Even the day before the trial began, the minister visited her but she paid no attention to him only to tell him that Walter Sly was a blackguard. ‘Yes, go home and do what your husband tells you,’ she said. Then she turned her face to the wall.
When Captain Battersby had finished with Lucinda, he questioned John Dempsey again. He admitted that he and Lucinda had killed Sly with his own gun. He wanted to beg God’s forgiveness so that he would go to heaven. He had said the same thing, word for word, to the priest who visited him. He even made his confession to prepare his soul to go before God.
By the time the Crown was ready to try the case, the poor woman had already been tried and hanged by the people.
Chapter Eleven
The Crown fixed the date for the trial of Lucinda Sly and John Dempsey for 16 March, 1835. It was to be held in Deighton Hall in Carlow town. From the day they were arrested it was the event most spoken of among the common people since the coming of Cromwell. It was written about in the national papers and it was the topic of conversation at all the fairs and outside the churches both Catholic and Protestant all over Ireland with every farmer, tailor and tinker adding to it.
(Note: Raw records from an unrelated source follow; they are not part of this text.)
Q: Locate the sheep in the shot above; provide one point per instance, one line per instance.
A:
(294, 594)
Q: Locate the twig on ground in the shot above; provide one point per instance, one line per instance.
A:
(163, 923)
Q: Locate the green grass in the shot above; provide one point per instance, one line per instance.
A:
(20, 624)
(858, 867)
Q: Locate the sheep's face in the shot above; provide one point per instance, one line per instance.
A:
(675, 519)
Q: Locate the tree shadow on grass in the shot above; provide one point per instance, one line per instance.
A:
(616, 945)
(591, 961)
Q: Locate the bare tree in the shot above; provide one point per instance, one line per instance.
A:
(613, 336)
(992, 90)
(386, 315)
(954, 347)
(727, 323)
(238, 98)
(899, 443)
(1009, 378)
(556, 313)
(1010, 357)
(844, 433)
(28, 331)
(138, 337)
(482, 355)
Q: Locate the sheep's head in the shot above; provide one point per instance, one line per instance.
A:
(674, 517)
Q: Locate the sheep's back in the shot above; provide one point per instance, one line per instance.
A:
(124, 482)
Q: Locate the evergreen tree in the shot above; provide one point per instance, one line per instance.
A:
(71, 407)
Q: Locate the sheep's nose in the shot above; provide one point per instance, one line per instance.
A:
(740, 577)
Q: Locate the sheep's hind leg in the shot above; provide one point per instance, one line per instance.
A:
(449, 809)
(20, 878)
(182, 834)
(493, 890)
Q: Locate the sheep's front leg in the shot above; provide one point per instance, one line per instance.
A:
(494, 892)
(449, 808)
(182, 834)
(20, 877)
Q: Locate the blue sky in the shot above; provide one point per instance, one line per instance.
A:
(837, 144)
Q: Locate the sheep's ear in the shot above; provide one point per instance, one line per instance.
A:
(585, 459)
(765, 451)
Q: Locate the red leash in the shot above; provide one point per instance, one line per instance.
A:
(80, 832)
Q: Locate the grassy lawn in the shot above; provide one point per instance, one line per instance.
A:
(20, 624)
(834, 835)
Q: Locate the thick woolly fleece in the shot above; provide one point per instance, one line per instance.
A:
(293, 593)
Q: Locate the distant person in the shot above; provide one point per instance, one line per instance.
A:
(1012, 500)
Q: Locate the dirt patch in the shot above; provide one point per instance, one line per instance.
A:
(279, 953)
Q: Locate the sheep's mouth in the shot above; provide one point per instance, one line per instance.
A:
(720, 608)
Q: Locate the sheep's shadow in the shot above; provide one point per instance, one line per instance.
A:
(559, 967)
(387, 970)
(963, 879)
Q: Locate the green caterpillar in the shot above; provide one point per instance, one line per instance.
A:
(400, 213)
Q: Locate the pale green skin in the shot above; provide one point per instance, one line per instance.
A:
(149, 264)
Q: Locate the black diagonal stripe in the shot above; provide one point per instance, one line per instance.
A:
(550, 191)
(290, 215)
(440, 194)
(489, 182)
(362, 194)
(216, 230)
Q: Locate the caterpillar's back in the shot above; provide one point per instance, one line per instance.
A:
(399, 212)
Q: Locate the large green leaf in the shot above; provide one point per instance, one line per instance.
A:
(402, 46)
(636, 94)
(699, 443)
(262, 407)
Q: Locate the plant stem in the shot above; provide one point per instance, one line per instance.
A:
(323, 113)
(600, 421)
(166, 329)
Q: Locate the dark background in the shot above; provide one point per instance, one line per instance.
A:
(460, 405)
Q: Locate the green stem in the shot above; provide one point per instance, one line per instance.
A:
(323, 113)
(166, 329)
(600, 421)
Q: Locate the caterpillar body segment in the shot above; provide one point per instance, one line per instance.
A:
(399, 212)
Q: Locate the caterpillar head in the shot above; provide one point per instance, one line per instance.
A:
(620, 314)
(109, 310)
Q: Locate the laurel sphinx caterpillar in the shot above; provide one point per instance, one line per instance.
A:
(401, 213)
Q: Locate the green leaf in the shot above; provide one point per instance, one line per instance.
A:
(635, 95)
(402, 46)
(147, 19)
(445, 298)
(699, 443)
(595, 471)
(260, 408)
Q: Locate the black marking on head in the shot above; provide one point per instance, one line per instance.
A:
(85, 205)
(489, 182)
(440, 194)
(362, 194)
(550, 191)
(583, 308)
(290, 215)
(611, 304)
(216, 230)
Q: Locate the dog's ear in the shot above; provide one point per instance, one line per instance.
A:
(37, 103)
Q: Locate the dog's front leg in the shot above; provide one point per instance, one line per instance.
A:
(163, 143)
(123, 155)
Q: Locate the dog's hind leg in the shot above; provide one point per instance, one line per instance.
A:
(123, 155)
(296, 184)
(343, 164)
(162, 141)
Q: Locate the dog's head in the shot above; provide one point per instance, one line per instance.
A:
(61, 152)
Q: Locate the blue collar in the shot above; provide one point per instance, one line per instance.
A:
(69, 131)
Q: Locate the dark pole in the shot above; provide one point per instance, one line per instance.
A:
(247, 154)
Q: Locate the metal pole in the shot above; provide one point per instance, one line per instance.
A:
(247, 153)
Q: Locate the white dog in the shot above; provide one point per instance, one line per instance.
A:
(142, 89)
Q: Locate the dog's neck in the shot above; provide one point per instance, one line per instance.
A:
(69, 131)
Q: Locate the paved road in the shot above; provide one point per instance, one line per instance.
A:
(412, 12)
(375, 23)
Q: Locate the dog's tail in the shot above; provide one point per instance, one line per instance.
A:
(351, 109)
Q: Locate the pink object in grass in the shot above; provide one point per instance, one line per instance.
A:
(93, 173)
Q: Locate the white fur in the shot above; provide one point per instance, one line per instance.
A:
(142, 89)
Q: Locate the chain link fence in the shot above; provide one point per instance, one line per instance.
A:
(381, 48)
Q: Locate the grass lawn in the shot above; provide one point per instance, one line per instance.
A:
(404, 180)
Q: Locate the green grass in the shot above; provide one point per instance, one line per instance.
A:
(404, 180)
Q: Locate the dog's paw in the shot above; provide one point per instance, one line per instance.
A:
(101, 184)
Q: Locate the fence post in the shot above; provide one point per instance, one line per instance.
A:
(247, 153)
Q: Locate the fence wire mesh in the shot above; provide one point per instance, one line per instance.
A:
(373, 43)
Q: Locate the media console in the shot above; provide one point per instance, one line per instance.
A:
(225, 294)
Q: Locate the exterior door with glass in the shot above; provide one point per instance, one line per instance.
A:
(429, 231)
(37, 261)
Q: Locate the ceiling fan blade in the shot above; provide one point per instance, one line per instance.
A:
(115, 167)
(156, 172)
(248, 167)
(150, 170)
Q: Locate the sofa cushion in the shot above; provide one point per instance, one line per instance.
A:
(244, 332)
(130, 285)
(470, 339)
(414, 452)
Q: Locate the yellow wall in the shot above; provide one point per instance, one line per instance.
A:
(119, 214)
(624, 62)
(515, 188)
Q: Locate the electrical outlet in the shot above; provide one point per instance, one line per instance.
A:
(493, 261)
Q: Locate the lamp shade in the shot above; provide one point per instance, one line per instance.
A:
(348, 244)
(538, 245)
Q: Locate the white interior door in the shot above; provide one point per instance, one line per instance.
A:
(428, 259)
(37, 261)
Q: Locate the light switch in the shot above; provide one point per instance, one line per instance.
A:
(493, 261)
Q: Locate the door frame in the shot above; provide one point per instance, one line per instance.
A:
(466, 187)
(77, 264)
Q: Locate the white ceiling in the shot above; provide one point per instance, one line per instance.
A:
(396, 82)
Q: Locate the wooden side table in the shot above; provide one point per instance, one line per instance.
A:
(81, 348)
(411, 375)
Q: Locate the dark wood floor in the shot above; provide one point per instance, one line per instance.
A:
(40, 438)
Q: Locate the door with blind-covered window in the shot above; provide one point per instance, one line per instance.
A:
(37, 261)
It was no wonder, then, that early on the morning of 16 March all the roads leading to Carlow town were black with people, some of them on foot, more on horseback and the rich people in coaches, all of them traveling to Deighton Hall to see the witch and the servant boy who murdered a poor farmer cruelly and without pity. Since the murder took place four months earlier there were so many rumours going about that it would have been difficult to separate the truth from the lies that were told about the couple by windbags who had nothing better to do.
At eleven o’clock on the morning of 16 March, the clerk opened the doors of Deighton Hall for the trial of Lucinda and Dempsey. The space outside the hall was overflowing with ordinary people from all over.
As soon as the officers of the court and the judge were inside the courtroom, the constable who was standing at the door let in some of the crowd. When he thought that enough people were inside, he closed the door.
When the judge was seated, the clerk of the court read the charges that were to be brought against Lucinda Sly and John Dempsey and the attorneys questioned the members of the Grand Jury and the Petit Jury. When both sides were satisfied, every member of the jury swore on the Bible that they would listen carefully and give a verdict without favour. The Petit Jury was put into its own box. Landlords and wealthy farmers who were well known among the important people of Carlow sat on both juries. All of them were men and there wasn’t one Catholic among them.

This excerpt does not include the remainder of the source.